In America’s Trillion-Dollar Housing Mistake, author Howard Husock, director of the Manhattan Institute’s Social Entrepreneurship Initiative, claims that housing subsidies work to undermine neighborhoods and to perpetuate a dependent underclass. On the other hand, Husock supports programs like Habitat for Humanity that convert sweat equity into a leg up on the housing ladder.
Given a crisis of affordability, confusion exists over where home ownership breeds social benefits and where a healthy society creates more homeowners. Mijangos’s home purchase came with some taxpayer help, but the home improvements and mortgage payments come from his efforts. Without the ability to start from scratch—as countless middle-class World War II vets did when credit became widespread and government programs made houses affordable—today’s minority and low-income households cannot become members of the ownership society.

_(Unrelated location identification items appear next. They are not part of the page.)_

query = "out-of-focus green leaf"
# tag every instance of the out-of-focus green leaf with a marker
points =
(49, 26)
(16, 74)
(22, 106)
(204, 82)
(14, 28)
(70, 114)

Really, no one can. The U.S. federal government provides financial assistance to all homeowners through the mortgageinterest tax deduction. In 2005, tax expenditures for housing rose to $120 billion per year, with nearly 80% of all federal housing assistance going to middle-class buyers through interest buy downs (Federal Housing Administration loans) and tax deductions.
Very few of us can afford housing without a “subsidy.” To wit, the mortgage-interest deduction saves homeowners $79.9 billion a year, more than double the $33.6 billion proposed 2007 budget for the Department of Housing and Urban Development (HUD), which funnels funds into local grants for affordable rent and home-ownership programs.